What is an irrevocable life insurance trust (“ILIT”) and why would it be useful to me? This article explores the advantages and disadvantages of “ILIT”. The author concludes that an ILIT is both a cost effective and powerful tool for providing liquidity, paying estate tax, avoiding the Generation Skip Transfer Tax (GSTT), protecting beneficiaries from creditors and, for property owners, business, keep a business in the family. An ILIT is an irrevocable trust that has life insurance. Its primary purpose is to keep life insurance proceeds out of the settler’s estate. But it can also have a number of other purposes. Below are five reasons why one might consider an ILIT:
First, an ILIT is an attractive alternative to other estate planning strategies that involve transferring substantial amounts of assets out of one’s estate. Grantor Retained Annuity Trusts (GRATs), Charitable Master Trusts (CLTs), and other trust arrangements can involve the transfer of valuable business or income-generating assets that most, if not all, would hesitate to transfer out of your home. control (not to mention that ILIT usually costs less). However, transferring a life insurance policy is easier: while premiums must be paid, proceeds are only paid to beneficiaries upon death. Therefore, there is no great fear that the transfer of the policy will deprive the holder of the benefit of it.

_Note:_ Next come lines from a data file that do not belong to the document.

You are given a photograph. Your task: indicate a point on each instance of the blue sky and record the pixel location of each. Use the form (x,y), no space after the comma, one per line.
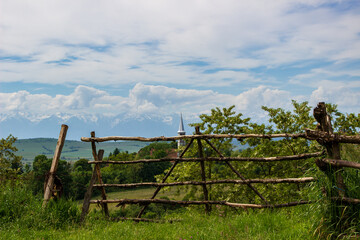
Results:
(91,59)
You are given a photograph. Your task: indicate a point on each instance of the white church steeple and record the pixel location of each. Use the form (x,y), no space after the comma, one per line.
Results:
(181,132)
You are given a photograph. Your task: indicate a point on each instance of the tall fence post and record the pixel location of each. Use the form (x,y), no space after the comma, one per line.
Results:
(332,148)
(203,175)
(49,185)
(98,172)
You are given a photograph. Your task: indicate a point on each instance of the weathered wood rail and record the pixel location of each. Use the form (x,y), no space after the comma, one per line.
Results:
(323,135)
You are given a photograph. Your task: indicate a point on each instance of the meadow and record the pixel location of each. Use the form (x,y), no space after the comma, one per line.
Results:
(72,151)
(61,221)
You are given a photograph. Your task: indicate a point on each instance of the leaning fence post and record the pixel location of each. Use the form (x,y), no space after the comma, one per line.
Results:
(87,197)
(97,168)
(332,147)
(202,165)
(50,181)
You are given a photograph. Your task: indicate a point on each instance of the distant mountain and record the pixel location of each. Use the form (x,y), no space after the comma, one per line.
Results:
(72,151)
(81,126)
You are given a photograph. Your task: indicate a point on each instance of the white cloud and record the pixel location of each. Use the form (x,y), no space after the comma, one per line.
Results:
(347,97)
(143,100)
(117,42)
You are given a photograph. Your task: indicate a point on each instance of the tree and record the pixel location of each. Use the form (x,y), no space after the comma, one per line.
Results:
(226,121)
(10,163)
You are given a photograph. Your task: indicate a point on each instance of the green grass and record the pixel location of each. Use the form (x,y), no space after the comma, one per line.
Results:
(72,151)
(284,224)
(139,193)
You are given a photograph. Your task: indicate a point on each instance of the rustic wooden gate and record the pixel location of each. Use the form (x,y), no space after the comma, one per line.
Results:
(323,135)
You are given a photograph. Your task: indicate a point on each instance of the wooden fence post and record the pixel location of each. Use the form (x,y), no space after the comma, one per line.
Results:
(203,175)
(98,173)
(332,148)
(49,185)
(87,197)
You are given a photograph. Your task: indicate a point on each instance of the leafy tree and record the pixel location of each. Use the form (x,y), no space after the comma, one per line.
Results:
(10,163)
(226,121)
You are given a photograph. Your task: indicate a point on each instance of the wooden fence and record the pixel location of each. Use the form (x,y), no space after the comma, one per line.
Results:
(323,134)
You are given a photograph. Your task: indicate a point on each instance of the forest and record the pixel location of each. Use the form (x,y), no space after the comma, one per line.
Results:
(22,186)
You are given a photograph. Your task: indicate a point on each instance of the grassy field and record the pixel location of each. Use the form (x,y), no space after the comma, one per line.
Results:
(72,151)
(283,224)
(139,193)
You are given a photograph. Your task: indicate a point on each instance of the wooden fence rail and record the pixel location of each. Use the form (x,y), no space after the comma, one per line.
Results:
(264,181)
(323,135)
(219,159)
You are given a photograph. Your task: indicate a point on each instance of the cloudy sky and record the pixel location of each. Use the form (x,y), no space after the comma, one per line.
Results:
(92,59)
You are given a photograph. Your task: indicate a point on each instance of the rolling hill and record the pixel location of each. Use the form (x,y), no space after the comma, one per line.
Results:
(72,151)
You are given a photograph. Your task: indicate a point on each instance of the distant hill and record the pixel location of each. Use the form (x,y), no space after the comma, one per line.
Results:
(72,151)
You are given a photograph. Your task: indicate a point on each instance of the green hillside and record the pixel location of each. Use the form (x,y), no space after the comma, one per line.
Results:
(72,151)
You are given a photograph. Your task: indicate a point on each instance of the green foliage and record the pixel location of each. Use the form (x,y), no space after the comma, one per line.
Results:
(81,175)
(16,200)
(41,167)
(10,163)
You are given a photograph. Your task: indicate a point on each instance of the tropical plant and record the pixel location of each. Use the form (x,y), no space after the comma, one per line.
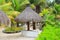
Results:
(49,33)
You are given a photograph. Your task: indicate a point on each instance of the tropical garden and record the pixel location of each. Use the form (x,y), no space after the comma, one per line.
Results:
(49,10)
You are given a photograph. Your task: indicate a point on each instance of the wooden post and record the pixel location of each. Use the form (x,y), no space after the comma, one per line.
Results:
(28,26)
(34,26)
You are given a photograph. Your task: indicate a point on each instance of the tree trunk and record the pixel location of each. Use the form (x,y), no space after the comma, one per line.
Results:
(28,26)
(34,26)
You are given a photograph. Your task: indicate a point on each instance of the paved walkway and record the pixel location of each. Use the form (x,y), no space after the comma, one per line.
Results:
(15,36)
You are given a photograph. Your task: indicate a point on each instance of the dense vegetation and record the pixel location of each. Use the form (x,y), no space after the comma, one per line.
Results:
(49,10)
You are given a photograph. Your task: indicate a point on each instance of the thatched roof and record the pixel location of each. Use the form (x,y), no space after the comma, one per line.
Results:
(3,18)
(28,15)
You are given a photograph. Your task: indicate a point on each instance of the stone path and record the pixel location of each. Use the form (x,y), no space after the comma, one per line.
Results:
(15,36)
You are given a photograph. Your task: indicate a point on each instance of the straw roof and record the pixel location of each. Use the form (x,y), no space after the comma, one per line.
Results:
(3,18)
(28,15)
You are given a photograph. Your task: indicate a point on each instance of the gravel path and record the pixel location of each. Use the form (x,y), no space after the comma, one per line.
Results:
(15,36)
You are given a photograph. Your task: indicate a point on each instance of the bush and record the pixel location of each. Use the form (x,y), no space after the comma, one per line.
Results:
(49,33)
(13,29)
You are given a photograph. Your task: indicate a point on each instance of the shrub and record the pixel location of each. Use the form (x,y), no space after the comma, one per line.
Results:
(13,29)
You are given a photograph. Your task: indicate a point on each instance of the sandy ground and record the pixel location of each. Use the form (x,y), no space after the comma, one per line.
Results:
(15,36)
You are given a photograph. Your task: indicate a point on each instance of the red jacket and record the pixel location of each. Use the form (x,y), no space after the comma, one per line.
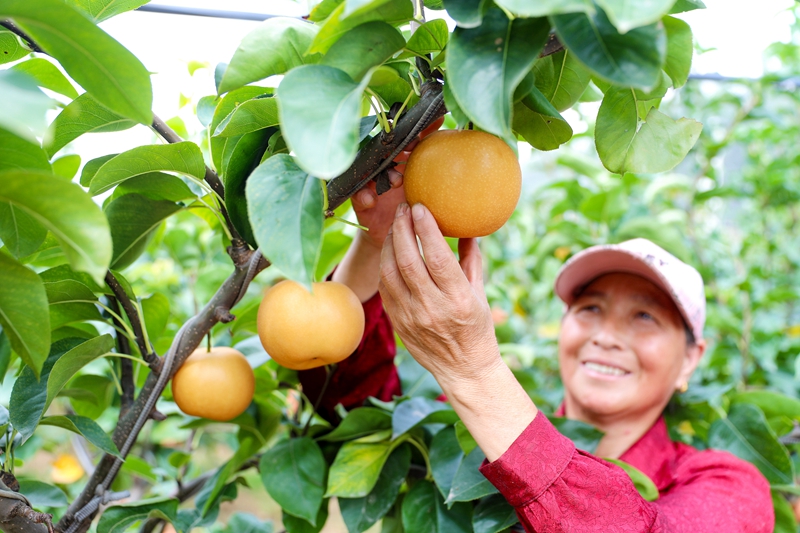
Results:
(556,488)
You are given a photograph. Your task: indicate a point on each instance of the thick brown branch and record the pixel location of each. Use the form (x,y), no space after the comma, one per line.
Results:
(15,29)
(196,329)
(133,316)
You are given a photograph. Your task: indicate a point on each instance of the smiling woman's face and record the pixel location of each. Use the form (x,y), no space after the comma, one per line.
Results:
(622,350)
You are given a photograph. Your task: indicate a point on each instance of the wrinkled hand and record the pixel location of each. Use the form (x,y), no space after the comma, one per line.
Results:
(437,305)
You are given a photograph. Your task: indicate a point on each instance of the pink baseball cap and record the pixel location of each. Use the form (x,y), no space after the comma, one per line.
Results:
(643,258)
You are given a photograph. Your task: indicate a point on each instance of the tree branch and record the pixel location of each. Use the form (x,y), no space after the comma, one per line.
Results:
(16,29)
(193,333)
(126,365)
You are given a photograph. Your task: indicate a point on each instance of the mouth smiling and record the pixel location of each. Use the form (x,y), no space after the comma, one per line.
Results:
(603,370)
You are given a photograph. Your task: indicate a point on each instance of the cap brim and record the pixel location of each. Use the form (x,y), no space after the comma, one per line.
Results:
(590,264)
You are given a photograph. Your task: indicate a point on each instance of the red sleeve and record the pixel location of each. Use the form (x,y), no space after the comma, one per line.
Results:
(556,488)
(369,371)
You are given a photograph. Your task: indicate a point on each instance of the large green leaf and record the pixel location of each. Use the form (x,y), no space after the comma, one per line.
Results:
(286,215)
(85,427)
(356,468)
(626,14)
(29,395)
(562,79)
(100,10)
(247,153)
(47,75)
(364,47)
(424,511)
(469,484)
(90,56)
(746,434)
(679,50)
(120,518)
(393,12)
(24,105)
(485,65)
(543,8)
(132,219)
(84,115)
(294,473)
(252,115)
(625,145)
(320,110)
(632,60)
(182,158)
(69,213)
(539,123)
(276,46)
(12,47)
(360,514)
(24,313)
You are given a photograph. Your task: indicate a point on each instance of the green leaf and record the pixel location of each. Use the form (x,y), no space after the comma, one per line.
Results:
(252,115)
(90,56)
(360,514)
(247,153)
(12,47)
(47,75)
(657,145)
(286,216)
(424,511)
(539,123)
(276,46)
(418,411)
(679,50)
(67,166)
(467,13)
(74,360)
(42,494)
(543,8)
(562,79)
(771,403)
(393,12)
(584,436)
(100,10)
(644,485)
(23,313)
(323,136)
(294,473)
(132,219)
(364,47)
(29,395)
(485,65)
(182,158)
(84,115)
(445,456)
(631,60)
(356,468)
(360,422)
(24,105)
(493,514)
(429,38)
(86,427)
(746,434)
(119,518)
(626,15)
(468,483)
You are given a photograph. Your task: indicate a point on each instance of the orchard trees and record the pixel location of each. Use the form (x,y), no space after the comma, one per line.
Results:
(268,184)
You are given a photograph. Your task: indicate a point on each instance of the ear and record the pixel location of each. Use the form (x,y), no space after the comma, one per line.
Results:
(690,362)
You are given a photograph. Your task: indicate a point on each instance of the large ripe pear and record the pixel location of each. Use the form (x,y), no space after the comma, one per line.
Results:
(217,385)
(469,180)
(301,329)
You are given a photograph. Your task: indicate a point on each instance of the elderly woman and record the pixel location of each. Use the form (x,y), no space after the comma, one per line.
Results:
(631,336)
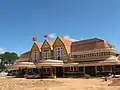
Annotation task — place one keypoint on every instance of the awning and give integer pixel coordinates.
(94, 63)
(49, 63)
(24, 65)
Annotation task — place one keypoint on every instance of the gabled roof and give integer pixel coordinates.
(87, 41)
(50, 43)
(39, 45)
(67, 44)
(25, 55)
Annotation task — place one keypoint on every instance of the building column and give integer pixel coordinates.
(95, 70)
(84, 69)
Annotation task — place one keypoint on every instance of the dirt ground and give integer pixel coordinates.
(8, 83)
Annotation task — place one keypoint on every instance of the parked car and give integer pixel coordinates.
(32, 76)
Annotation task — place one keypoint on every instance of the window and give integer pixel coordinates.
(99, 68)
(46, 54)
(58, 53)
(73, 68)
(35, 56)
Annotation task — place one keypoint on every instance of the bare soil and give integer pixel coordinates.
(58, 84)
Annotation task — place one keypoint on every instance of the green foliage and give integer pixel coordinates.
(7, 58)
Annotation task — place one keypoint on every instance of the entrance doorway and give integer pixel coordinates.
(59, 71)
(90, 70)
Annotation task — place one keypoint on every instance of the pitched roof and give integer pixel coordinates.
(25, 55)
(39, 45)
(50, 43)
(67, 44)
(93, 40)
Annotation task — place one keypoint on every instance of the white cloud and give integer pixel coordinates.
(69, 38)
(53, 36)
(2, 50)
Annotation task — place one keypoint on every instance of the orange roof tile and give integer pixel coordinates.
(67, 44)
(50, 43)
(39, 45)
(25, 55)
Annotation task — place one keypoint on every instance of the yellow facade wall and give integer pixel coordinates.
(59, 43)
(46, 46)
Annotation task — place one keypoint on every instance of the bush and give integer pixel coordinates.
(87, 76)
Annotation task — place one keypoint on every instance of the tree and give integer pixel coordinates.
(7, 58)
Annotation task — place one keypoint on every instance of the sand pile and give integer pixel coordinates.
(115, 82)
(15, 84)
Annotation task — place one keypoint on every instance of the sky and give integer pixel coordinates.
(20, 20)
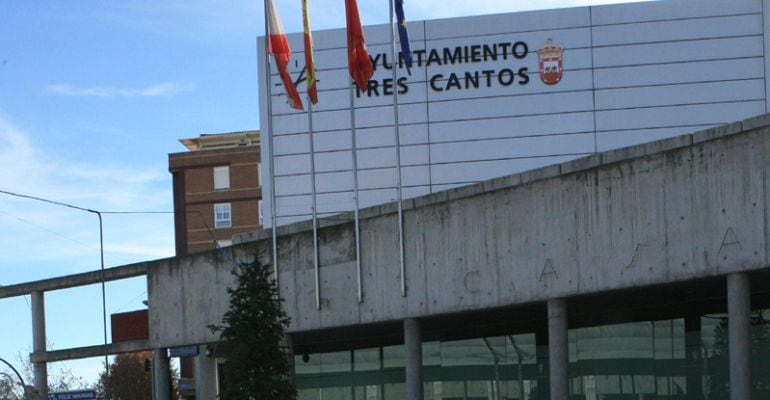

Second, and more importantly, an ILIT that is properly structured provides liquidity. In an estate laden with illiquid real estate assets, an ILIT can be essential to pay off a large estate tax bill without selling assets. Consider the example of Robert and Sally Colmery. Throughout their lives, Robert and Sally amassed a small real estate empire throughout California, including a house in Palo Alto ($3,000,000), a vacation home in Tahoe ($1,000,000), and three rentals in San Mateo (along with a value of $2,500,000). Robert’s liquid assets were mostly spent at the end of his life, in the amount of $150,000. At the end of your and Sally’s lives, $3,150,000 of the estate will be subject to federal estate tax at a rate of 45%, and Robert and Sally’s children, Peter and Ruth, will not have enough cash to cover the account unless to sell some of the properties.
Now suppose that Robert establishes a qualified ILIT with a second-to-die insurance policy that names his children, Peter and Ruth, as remaining beneficiaries, and pays the premiums using his $13,000 annual gift tax exclusion. Robert structures the payment of the premiums with the help of an attorney so that they do not generate any gift tax using something called “rudepower of attorney. At the time of the second spouse’s death, the proceeds from the life insurance policy will pass free of estate taxes. As a result, Peter and Ruth are not required to sell the real estate when they inherit.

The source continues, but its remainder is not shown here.